Indeed, during his maiden speech in yesterday’s debate on the Finance Bill he recalled that one biographer of John Neilson Gladstone – a Liberal Conservative predecessor as MP for Ipswich an done of the William Gladstone’s brothers – wrote of him that “he took no strong independent line such as would anger his father but accepted his minor role in the scheme of things.”
Gummer assured the Commons:
“On the former point it should have no fear whatsoever, and on the latter point, I believe that all of us will succeed only if we show the independence and courage of our convictions—something that the coalition must show in abundance.”
During his speech, he spoke about his interest in the topical political issue that is prisons policy:
“We have heard much over many previous years of the tough decisions that face us, but now is the time to take them, and no issue is more important, pressing or necessary than penal reform. The Secretary of State for Justice, my right hon. and learned Friend the Member for Rushcliffe (Ken Clarke) outlined brilliantly and bravely last week a vision for sentencing and for the prison system that I, and many on both sides of the House, would wish to endorse.
“Yet to achieve that, we need to find common cause on two things: the first is on the budget for the Ministry of Justice and prisons. It goes without saying that it is clearly a gross and offensive waste of public money to be warehousing prisoners in buildings of little utility save for the security they afford the public in incarcerating criminals, which in the end produce men and women who come out with a staggeringly low possibility of finding a job, succeeding in a relationship, building a family or contributing to society, and a staggeringly high probability—the highest in Europe—of going on to reoffend and contribute once again to the crime rate.
“Opponents of reform must consider carefully whether it is right to continue with a system in which half of prisoners cannot read at the level expected of an 11-year-old, 65% cannot count at that level, and 82% cannot write at that level. I do not understand how they can possibly contribute to their communities, build relationships and sustain their families with that level of underachievement.
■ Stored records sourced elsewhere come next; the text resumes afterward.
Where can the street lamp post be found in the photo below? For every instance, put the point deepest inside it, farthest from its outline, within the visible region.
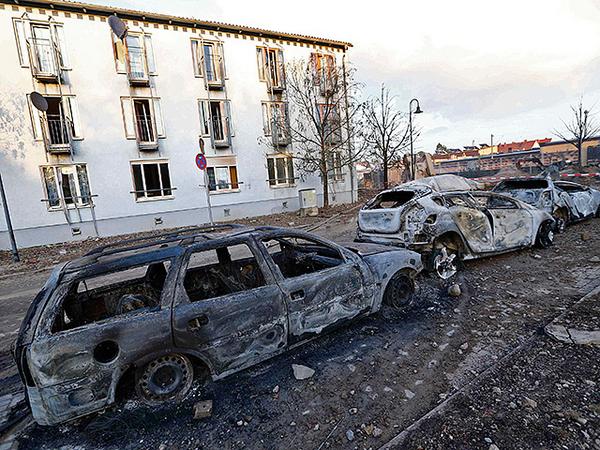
(418, 110)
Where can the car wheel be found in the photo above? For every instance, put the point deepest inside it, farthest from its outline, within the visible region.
(444, 260)
(400, 291)
(166, 378)
(545, 236)
(561, 218)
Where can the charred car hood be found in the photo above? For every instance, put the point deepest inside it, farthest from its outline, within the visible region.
(365, 248)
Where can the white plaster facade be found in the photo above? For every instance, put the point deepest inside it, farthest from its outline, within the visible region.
(102, 145)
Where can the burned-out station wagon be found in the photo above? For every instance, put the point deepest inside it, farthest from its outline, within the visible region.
(151, 313)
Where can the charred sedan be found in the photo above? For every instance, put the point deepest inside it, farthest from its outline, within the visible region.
(448, 225)
(149, 314)
(567, 202)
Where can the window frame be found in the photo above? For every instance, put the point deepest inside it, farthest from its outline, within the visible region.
(289, 181)
(213, 187)
(140, 198)
(204, 104)
(62, 204)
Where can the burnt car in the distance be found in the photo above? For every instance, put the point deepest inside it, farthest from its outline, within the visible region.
(146, 315)
(568, 202)
(438, 218)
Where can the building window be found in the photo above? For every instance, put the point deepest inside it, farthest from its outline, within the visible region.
(135, 55)
(324, 70)
(41, 44)
(271, 66)
(215, 121)
(61, 122)
(275, 122)
(222, 178)
(281, 170)
(334, 166)
(329, 118)
(143, 119)
(151, 180)
(66, 185)
(208, 61)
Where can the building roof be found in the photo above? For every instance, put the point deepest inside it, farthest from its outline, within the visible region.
(130, 14)
(522, 145)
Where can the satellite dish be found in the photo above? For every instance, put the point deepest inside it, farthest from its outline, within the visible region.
(39, 101)
(117, 26)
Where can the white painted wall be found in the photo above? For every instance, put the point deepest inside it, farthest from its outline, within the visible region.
(98, 88)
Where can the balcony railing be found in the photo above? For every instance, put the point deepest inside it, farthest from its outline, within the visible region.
(213, 67)
(44, 59)
(137, 70)
(59, 134)
(280, 134)
(221, 135)
(146, 133)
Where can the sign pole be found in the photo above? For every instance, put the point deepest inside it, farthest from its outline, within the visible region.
(206, 183)
(202, 164)
(11, 234)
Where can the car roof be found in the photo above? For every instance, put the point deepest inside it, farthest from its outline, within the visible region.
(147, 249)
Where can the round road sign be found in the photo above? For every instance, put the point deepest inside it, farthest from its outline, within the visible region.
(201, 161)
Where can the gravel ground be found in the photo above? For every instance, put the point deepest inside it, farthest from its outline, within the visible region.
(472, 357)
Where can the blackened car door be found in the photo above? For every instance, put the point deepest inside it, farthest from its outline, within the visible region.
(228, 309)
(323, 287)
(472, 221)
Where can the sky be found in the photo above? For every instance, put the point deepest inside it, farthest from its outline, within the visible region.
(509, 68)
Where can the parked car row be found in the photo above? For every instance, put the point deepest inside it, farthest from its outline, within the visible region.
(148, 315)
(448, 219)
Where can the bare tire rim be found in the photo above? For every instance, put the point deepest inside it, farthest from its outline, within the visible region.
(400, 291)
(166, 378)
(444, 264)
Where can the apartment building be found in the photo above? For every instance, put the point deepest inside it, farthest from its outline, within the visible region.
(115, 150)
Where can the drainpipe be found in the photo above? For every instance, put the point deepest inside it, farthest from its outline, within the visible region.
(11, 234)
(350, 155)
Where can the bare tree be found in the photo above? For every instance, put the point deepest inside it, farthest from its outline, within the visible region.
(579, 128)
(386, 132)
(324, 115)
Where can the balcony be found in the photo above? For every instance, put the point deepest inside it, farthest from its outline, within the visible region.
(220, 132)
(137, 70)
(44, 57)
(146, 134)
(280, 135)
(59, 134)
(213, 66)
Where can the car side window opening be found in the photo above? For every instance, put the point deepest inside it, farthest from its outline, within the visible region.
(495, 202)
(457, 200)
(298, 256)
(93, 299)
(391, 199)
(222, 271)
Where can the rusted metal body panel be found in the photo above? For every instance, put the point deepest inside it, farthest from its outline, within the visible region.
(484, 223)
(73, 369)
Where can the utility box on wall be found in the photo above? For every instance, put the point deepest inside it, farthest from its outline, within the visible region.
(308, 202)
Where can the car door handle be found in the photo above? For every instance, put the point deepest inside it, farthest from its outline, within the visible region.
(297, 295)
(197, 322)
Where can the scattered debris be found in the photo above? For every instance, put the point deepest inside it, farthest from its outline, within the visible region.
(350, 435)
(302, 372)
(573, 336)
(454, 290)
(203, 409)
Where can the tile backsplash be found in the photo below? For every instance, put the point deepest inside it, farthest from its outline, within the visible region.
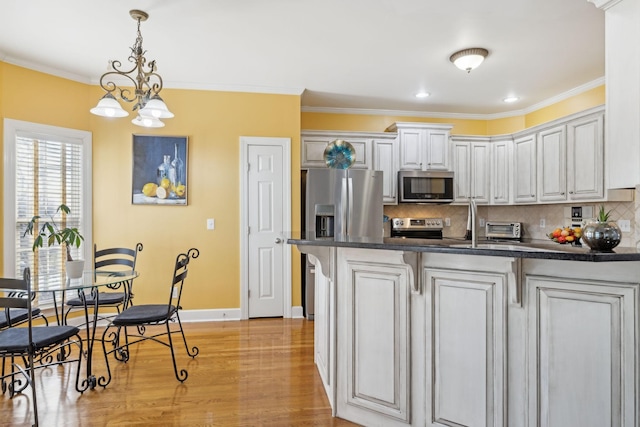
(529, 215)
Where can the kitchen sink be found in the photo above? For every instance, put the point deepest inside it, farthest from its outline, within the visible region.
(501, 247)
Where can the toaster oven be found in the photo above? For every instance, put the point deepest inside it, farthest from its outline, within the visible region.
(500, 230)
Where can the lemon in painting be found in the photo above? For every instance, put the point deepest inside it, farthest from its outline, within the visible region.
(180, 190)
(165, 183)
(162, 193)
(149, 189)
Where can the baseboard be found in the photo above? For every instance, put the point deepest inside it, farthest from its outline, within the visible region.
(208, 315)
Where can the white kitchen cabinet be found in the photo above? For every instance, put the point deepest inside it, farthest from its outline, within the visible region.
(315, 142)
(581, 352)
(585, 153)
(324, 327)
(386, 159)
(471, 162)
(374, 150)
(552, 164)
(501, 155)
(374, 375)
(622, 63)
(423, 146)
(466, 356)
(524, 169)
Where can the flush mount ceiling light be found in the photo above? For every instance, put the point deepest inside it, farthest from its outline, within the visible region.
(468, 59)
(146, 82)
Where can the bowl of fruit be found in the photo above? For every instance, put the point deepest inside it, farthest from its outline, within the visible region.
(566, 235)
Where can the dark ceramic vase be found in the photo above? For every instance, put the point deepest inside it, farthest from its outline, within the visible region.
(601, 236)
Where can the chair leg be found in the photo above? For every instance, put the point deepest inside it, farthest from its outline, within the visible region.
(33, 388)
(194, 350)
(183, 374)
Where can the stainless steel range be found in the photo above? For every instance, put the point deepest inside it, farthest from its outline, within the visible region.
(417, 228)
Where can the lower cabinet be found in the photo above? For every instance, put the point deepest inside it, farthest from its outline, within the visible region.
(582, 356)
(373, 372)
(466, 356)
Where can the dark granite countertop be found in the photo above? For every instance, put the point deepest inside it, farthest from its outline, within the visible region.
(540, 249)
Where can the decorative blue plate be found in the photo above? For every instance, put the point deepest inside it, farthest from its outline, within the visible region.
(339, 154)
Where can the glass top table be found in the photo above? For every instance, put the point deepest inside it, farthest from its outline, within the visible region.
(88, 288)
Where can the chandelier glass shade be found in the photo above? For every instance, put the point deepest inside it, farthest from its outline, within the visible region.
(469, 59)
(144, 79)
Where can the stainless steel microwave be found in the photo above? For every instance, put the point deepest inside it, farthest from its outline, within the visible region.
(425, 186)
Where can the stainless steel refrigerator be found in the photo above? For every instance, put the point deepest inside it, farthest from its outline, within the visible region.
(339, 204)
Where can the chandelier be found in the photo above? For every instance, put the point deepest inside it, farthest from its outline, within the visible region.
(147, 85)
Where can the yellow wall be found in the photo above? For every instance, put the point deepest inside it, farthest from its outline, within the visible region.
(574, 104)
(214, 123)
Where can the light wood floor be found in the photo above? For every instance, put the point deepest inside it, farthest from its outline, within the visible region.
(248, 373)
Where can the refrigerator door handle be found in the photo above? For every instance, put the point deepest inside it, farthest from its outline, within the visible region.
(343, 204)
(350, 205)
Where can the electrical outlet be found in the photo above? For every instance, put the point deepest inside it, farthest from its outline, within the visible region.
(625, 225)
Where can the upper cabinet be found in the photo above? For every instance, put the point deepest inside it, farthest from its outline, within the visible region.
(470, 162)
(423, 146)
(374, 150)
(562, 161)
(623, 91)
(524, 169)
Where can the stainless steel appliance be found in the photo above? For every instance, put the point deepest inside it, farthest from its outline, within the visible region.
(339, 203)
(417, 228)
(425, 186)
(500, 230)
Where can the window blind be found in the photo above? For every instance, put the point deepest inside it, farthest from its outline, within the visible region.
(48, 173)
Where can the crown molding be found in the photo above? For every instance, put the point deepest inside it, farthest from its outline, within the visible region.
(604, 4)
(463, 116)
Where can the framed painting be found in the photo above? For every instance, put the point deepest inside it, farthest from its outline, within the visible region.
(159, 170)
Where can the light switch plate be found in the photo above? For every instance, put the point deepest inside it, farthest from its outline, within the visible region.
(625, 225)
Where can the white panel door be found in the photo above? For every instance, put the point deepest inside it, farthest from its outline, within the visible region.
(266, 241)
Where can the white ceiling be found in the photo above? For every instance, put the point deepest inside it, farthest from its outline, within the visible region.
(344, 54)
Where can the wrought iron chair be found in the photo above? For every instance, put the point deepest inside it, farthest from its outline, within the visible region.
(143, 316)
(118, 259)
(14, 317)
(44, 345)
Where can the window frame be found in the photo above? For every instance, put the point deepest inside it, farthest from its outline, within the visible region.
(13, 128)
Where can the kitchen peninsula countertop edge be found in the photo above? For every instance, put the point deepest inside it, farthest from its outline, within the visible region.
(539, 249)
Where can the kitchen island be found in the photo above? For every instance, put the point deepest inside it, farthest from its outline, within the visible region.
(436, 333)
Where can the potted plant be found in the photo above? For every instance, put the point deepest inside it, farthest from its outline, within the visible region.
(52, 232)
(602, 234)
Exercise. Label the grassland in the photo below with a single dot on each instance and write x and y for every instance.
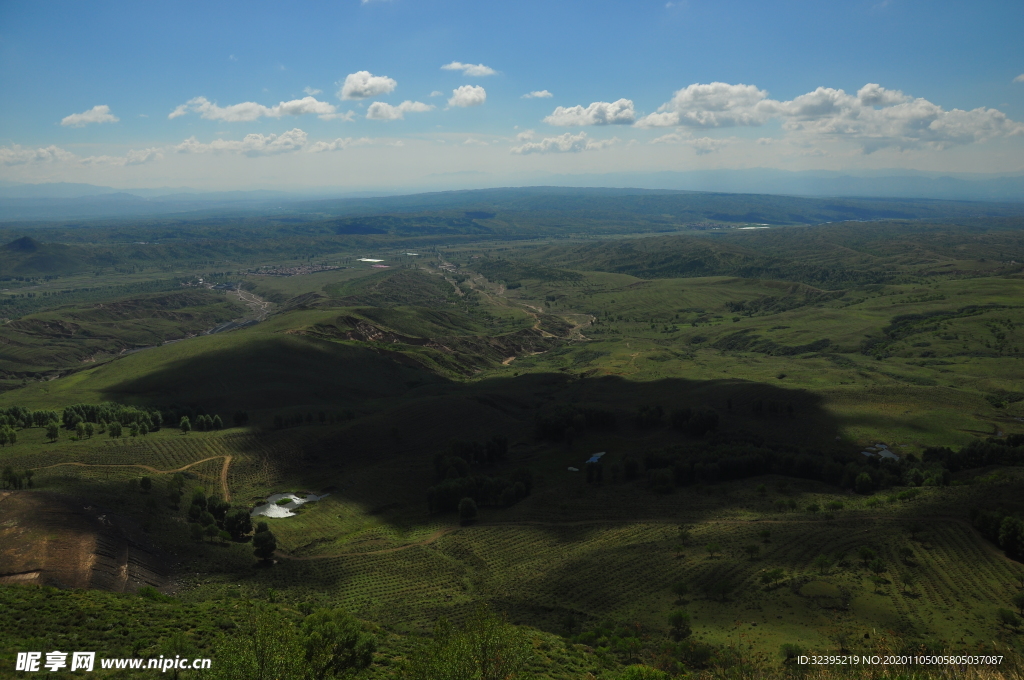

Future generations will look upon our treatment of prisoners in much the same way as we now look upon how the Victorians established workhouses—as a near barbaric mechanism to deal quietly with one of society’s problems without facing up to the real issues that it presents.
“We can, I hope, overcome that problem in two ways. The first is to protect in the Ministry of Justice’s budget the excellent plans, which we on the Conservative Benches have had for some years, for the complete restructuring of the prison estate. Hon. Members might wish to know that 16 prisons in the prison estate predate the reign of Queen Victoria, and there are many others that were built in her reign. Those prisons are not only completely unsuitable for rehabilitation, but consume massive amounts of manpower, which reinforces my earlier point about the unnecessary waste of money that goes on revenue spending, rather than on capital expenditure, which actually produces results.
“The second thing that I would ask of hon. Members—and of the media—is to accept that it would be a good thing if we were to enjoy the kind of consensus that I have praised in the coalition, on the matter of penal reform across the House. Too often the sentiments expressed by the Secretary of State for Justice last week have been uttered by Members in all parts of the House, but they have fallen prey—because they are perennially vulnerable—to cheap political point scoring of a short-termist nature, which has done us enormous damage. I hope that those who wish to oppose the reforms that are necessary understand that to do so would be to condemn families, victims, perpetrators and communities to the repeated misery that we now have a golden opportunity to prise ourselves away from.”